Stern's distance from Sweeney's emphasis on politics was indicated by one of the few surprises at last summer's Democratic national convention in Boston. In an interview with the Washington Post, Stern said, ''I don't know if'' the movement to reform labor ''would survive with a Democratic president.'' Although Stern backtracked after the predictable furor broke, he had indicated how unimportant John Kerry was in his grand design.
Hoffa never has disguised his low opinion of Sweeney's grand design. When he became president in 1999, Hoffa opposed using the Teamsters as ''an ATM for the Democratic Party.'' Seven years later in this week's Chicago press conference, Hoffa said he objected to the AFL-CIO increasing ''money to throw at politicians.''
In his first year at the union's helm, Hoffa indicated he wanted to throw a little money at Republicans as well as Democrats. He visited the 2000 Republican convention in Philadelphia, and the Teamsters' tepid endorsement of Al Gore came late. Hoffa and George W. Bush exchanged official visits after the 2000 election, and the Teamsters vigorously supported the administration on drilling in ANWR.

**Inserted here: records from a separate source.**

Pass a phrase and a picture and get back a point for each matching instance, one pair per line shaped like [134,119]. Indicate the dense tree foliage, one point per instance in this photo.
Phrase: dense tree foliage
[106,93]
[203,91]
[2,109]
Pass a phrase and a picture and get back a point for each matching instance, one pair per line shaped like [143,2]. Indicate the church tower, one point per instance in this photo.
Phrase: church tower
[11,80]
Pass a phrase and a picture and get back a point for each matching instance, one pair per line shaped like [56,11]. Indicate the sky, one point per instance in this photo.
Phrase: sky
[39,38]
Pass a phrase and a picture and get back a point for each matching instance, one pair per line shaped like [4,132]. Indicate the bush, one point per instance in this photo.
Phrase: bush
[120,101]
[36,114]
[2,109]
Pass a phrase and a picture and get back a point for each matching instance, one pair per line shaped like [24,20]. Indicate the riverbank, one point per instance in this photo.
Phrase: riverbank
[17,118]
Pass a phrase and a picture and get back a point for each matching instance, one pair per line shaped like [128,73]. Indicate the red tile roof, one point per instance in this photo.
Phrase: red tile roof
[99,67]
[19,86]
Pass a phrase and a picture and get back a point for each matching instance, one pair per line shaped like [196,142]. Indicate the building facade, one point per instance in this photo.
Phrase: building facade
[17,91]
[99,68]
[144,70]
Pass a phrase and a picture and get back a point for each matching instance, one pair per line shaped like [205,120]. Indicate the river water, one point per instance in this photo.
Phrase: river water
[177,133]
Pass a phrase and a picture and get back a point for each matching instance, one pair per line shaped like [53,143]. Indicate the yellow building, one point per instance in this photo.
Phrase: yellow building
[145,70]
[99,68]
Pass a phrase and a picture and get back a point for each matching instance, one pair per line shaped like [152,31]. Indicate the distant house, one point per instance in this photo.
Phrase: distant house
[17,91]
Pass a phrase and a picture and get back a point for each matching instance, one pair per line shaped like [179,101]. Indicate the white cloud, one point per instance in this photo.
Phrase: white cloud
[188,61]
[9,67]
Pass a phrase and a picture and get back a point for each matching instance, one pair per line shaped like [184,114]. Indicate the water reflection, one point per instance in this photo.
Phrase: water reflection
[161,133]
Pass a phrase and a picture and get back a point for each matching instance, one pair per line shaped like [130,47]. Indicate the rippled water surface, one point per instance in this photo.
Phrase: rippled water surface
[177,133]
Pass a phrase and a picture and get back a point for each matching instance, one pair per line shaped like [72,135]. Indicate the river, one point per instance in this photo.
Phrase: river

But one disappointment after another followed for Hoffa in dealing with Bush. The Teamsters faced opposition from the administration on the Mexican long-distance truck question and on tougher union reporting requirements. Worst of all, government oversight of the Teamsters under a consent decree was not lifted.
The gap between the Teamsters and the Democrats has not brought the union closer to the Republicans. ''The bridge between us and the White House is gone,'' one Teamsters political operative told me, ''and it never will be rebuilt.'' That condition was underlined recently when, according to Teamsters sources, Republican House Workforce Committee Chairman John Boehner said he could not help on pension portability desired by the unions because the White House was opposed.
Hoffa, Stern and other labor leaders who are about to leave the AFL-CIO are still Democrats, but they doubt that sinking members' dues into the bottomless pit of political expenditures answers their problems. That may be the beginning of wisdom.